From my personal experience and from empirical evidence, the French healthcare system delivers care that's as high-quality as it is in the US and does it efficiently and equitably but at far lower costs. I'm not persuaded that the US government can be as successful, however, mostly because the elected officials of both parties are owned by corporate interests instead of being true representatives of their constituencies. But as I said, both Medicare and the Federal employees' health plan are well-run and less expensive than private-sector alternatives, so I think there's some reason for hope there. But I've said my peace here; thanks for the discussion.

"Personal responsibility" -- you mean people who can't afford care deserve their fate because they can and should be earning more money?

samlcarr said...

A little thought on what we mean by 'healthcare' may be useful. The fact is that most of what is provided as primary care is itself both unnecessary and needlessly complicated.

There are probably only about 20 medicines that could be considered as necessary and that should be commonly and inexpensively available.

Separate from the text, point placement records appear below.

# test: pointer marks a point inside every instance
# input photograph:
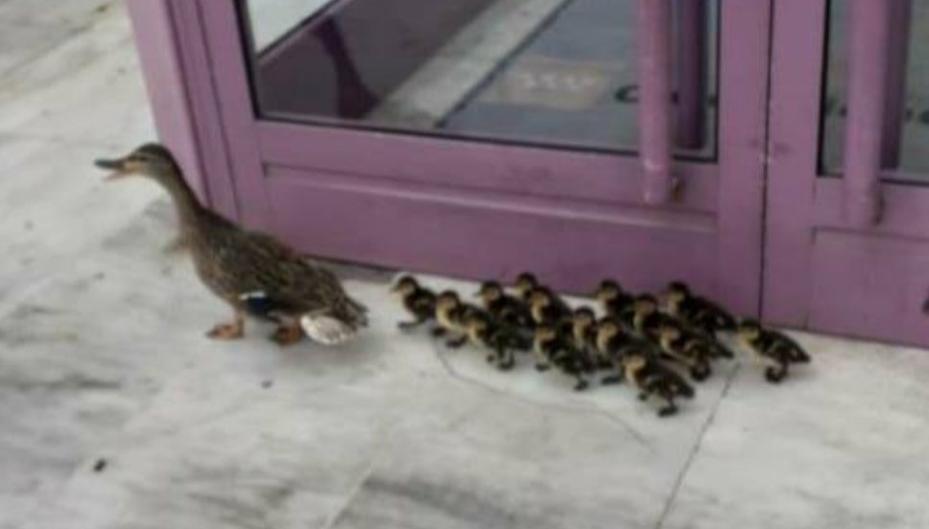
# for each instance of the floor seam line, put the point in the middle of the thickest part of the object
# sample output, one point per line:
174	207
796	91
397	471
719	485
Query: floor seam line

If you take a disease like 'high blood pressure' this can quite effectively be controlled by reducing salt intake and increasing urine output. The one is voluntary and the other is very inexpensive.

Yet we have ACE inhibitors, calcium channel blockers, beta blockers, ARBs and whatnot else 'available' and all at a royal cost. I wonder why?

Jonathan Erdman said...

The last few comments seem to be directing us to our nation's lack of health. If people do not take care of their bodies (and minds/soul/emotions/psyche/etc.), then this will result in a huge strain on the health care providers. But our American lifestyle dictates that we spend as much time as possible in "productive" ventures. We work as much as possible. We drive so as to get places as quickly as possible. But this results in obesity and a host of problems related to bodily inactivity and psychological stress.

Other nations have shorter work weeks. They use bicycles as a primary means of transportation. Sounds like simple ideas, but until we actually implement more healthy approaches to life, then it will continue to take its toll on our health. What we need is a shift in priorities.

Matt said...

Doyle,

Not at all. Personal responsibility is taking care of your health the best you can. As Sam eluded to, many diseases are fairly easy to treat, and even easier to prevent by following good health practices. Granted there is a lot of conflicting information when it comes to diet and exercise, but really most people don't even try. (I mean really try, not just a couple weeks after New Years)

Jon,

I agree. Since the French have been mentioned... Aren't they generally healthier as a population? Less burden on the system gives it a better chance for success.